The below commentary was originally published in American Purpose.

This past year, Ukrainians have fought bravely for their independence, surprising the world with their willingness and ability to fight and becoming a darling to the West. They’re defending European security, it’s said, fighting for Western values. Washington has led. The United States has provided roughly $23 billion in military assistance–the UK ranks second with an estimated $4 billion–with an additional $10 billion in humanitarian aid. In addition, it has been chiefly American intelligence and US-supplied weaponry that have positioned Ukrainian forces to defend against Russian invaders. American leadership has inspired others. The German Leopards have been freed up. Even French President Emmanuel Macron says his country will stand with Ukraine for as long as it takes.

The closer one otherwise gets to the front lines—to the menace, the predator—the clearer the threat becomes. Central and Eastern Europeans in particular (with the notable exception of Hungary) have shown unprecedented solidarity. Polish Prime Minister Mateusz Morawiecki organized the first visit of European leaders to Ukraine in March of last year. His remarks at the time were, “We know you are fighting not only for your homes, for your freedom, for your security, but also for ours.”

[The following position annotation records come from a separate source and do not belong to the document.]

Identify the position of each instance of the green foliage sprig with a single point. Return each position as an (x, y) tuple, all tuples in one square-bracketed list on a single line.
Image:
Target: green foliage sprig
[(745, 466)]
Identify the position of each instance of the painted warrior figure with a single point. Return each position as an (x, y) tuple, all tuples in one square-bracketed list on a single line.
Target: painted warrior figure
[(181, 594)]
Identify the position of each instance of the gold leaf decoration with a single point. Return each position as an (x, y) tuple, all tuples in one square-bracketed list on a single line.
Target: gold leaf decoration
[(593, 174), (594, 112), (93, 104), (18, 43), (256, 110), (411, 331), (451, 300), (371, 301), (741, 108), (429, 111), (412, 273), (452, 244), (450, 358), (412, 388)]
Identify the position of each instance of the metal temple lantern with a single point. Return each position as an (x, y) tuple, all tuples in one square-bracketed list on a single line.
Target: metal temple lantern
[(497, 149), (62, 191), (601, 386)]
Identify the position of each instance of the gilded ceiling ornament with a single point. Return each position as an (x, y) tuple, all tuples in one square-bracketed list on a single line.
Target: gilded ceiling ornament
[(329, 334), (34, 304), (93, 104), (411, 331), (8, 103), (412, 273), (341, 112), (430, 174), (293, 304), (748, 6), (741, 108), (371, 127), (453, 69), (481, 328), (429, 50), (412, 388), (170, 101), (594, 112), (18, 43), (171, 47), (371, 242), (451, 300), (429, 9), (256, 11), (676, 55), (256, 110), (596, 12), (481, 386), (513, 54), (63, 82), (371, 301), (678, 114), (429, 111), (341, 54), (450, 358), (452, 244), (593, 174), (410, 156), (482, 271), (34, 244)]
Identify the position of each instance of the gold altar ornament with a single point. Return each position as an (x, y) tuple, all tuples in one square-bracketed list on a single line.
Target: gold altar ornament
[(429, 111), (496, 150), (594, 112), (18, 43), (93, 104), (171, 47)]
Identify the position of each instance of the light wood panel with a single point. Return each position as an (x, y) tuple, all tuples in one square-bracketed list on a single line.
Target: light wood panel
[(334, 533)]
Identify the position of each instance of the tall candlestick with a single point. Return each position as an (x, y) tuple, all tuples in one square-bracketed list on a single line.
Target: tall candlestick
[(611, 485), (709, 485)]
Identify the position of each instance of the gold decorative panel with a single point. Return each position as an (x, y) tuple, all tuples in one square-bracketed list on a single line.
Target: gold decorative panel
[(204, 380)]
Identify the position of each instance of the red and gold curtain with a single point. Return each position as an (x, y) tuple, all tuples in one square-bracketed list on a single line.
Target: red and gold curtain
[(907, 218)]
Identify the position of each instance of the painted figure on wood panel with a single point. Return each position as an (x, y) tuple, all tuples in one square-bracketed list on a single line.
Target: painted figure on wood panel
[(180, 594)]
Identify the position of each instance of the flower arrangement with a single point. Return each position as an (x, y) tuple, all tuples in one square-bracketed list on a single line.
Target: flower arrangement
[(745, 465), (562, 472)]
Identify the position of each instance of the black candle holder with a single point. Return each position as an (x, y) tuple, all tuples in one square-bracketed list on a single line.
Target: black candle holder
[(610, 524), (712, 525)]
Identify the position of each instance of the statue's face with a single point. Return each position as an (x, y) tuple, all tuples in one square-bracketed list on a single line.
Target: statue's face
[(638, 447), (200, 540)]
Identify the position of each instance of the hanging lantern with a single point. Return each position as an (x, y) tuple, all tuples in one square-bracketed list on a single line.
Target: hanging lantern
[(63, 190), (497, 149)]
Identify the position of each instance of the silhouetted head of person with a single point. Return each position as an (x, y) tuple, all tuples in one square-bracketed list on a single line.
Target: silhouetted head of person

This resonates deeply across Eastern Europe. But to what extent does it further west? One year into the war, the United States and its closest partners have yet to articulate clear war aims, while Ukraine’s elected government is crystal clear.

After the fall of the Soviet Union, some in the West seemed to think that the project of “Europe whole and free” was a light lift—pushing rocks down a hill. Eastern Europeans were skeptical. We wanted agency. We wanted insurance against Russian revanchism and were often dismayed when our concerns were dismissed as outdated and emotional. We grimaced as one American administration after another tried its Russia reset. Those able to join NATO were relieved.

Of course, it was heartening to hear European Commission President Ursula von der Leyen say last year that Western Europeans should have listened to their neighbors to the east about Russia. But there is yet to be a clear assertion by the EU that we must aim for a thorough defeat of Russia. The war is far from over, and Western allies are still bickering over whether to give Ukrainians the full and proper means to defend themselves.

While some Western leaders fear escalation, some of us closer to the action are more concerned about another frozen conflict, with the Kremlin’s war criminal still at large, European security compromised, and America chastened.